Mar 4, 2012

Oh...THAT Bar?

So, in the past few weeks, I've made a big fuss about how I was moving on to a new store with as-yet-unexplored delights, and I could choose ANY CHOCOLATE BAR I wanted. In fact, I walked into the new store with one particular candy bar in mind, thinking how wonderful this new freedom to choose was. 

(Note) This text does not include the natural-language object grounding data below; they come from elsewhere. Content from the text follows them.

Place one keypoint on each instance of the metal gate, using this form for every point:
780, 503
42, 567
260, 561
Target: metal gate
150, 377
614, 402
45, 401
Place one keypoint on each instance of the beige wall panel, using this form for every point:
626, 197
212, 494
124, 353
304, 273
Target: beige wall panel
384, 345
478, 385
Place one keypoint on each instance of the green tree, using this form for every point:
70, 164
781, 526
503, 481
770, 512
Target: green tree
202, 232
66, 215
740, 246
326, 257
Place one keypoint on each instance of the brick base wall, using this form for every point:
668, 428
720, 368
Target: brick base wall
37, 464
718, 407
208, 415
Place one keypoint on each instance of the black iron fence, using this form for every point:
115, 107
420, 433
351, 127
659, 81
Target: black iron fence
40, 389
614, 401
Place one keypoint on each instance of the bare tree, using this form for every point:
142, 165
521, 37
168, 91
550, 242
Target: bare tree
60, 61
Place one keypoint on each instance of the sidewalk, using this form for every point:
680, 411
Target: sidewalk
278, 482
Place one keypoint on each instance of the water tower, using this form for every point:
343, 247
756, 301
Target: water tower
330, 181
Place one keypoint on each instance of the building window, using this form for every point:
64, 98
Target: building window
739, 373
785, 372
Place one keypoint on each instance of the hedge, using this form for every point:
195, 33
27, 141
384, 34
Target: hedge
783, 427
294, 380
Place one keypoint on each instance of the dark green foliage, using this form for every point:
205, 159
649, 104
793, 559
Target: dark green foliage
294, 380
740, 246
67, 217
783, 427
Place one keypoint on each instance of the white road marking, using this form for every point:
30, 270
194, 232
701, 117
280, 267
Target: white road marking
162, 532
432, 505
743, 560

But then I got to the (impossibly long) shelf of chocolate and the bar in question was all the way at the bottom of a dizzying array of new bars. So I reverted to my conformist, list-making self, and decided that I would start on the top left and proceed in order, just like I did at the previous store. I know! It's slightly annoying to me, too, but in an odd way, also comforting. Guess spontaneity isn't exactly my strong suit. :P


So in the brave new world of the News and Food, I picked up a candy bar I've never seen before - a Caramac. It had a pleasingly retro wrapper, but was a little disappointingly thin - I got to wondering if there would be anything worth eating inside. Too late! I'd already committed to the left to right rules, so I picked up the bar and bravely marched out.
I should have known something wasn't quite right when I told a colleague which bar I picked up this week, and her reaction was '...oh.' Hm. But then another one tells me that it's just like a Daim bar and I'll love it. So I begin to feel a little better. I mean, how awful can 'caramel-flavored chocolate' be?

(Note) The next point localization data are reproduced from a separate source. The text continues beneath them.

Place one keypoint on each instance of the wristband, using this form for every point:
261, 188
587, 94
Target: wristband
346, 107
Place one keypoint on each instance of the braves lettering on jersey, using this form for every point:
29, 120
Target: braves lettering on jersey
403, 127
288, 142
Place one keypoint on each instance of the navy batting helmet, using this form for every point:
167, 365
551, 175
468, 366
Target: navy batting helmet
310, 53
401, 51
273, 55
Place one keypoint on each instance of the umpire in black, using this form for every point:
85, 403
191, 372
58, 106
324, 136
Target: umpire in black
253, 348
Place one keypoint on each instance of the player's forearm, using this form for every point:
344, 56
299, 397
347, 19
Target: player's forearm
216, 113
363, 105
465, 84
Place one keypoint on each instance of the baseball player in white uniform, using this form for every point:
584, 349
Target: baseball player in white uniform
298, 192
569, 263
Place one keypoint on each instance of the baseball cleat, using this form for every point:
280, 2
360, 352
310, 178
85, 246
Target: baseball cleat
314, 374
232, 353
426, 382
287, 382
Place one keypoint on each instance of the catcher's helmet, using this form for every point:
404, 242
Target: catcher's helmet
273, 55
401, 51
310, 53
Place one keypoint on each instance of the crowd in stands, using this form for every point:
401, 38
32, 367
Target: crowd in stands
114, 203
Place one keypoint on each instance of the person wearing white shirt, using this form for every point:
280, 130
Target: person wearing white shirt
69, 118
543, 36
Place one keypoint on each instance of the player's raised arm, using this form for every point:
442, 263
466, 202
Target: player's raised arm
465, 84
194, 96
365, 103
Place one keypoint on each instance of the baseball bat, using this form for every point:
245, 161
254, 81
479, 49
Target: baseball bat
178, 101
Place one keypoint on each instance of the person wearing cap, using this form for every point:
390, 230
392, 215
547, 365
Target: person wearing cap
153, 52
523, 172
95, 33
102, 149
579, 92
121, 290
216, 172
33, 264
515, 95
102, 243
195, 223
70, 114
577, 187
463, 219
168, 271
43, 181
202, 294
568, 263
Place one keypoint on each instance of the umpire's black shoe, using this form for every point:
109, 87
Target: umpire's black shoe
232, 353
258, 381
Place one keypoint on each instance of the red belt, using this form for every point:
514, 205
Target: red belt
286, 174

Let me tell you, it can be AWFUL. For the record, a Caramac does not taste like a Daim bar AT ALL. When I opened the wrapper, I was a little taken aback - It looked not quite white, but like chocolate that hadn’t been in the sun in a few years – increasingly similar to my pallor as I live in England for longer and longer without the joy of weekends down the shore. 
And when I took a bite, I realized I had been cruelly tricked into buying white chocolate, possibly the most disgusting thing on this planet. This tasting was a new low - this may well the first bar I've actually had to spit out. The Caramac has the oily consistency of white chocolate, with a touch of gross caramel-like flavour, along the lines of a Werther’s original.  Luckily, after disposing of the rejected mouthful, I had some GOOD chocolate to take away the terrible after taste (mini After Eights, as per my mint/chocolate obsession). Ick. That'll teach me to be adventurous.


NO BARS. No - in fact - NEGATIVE BARS. Negative 4 of them.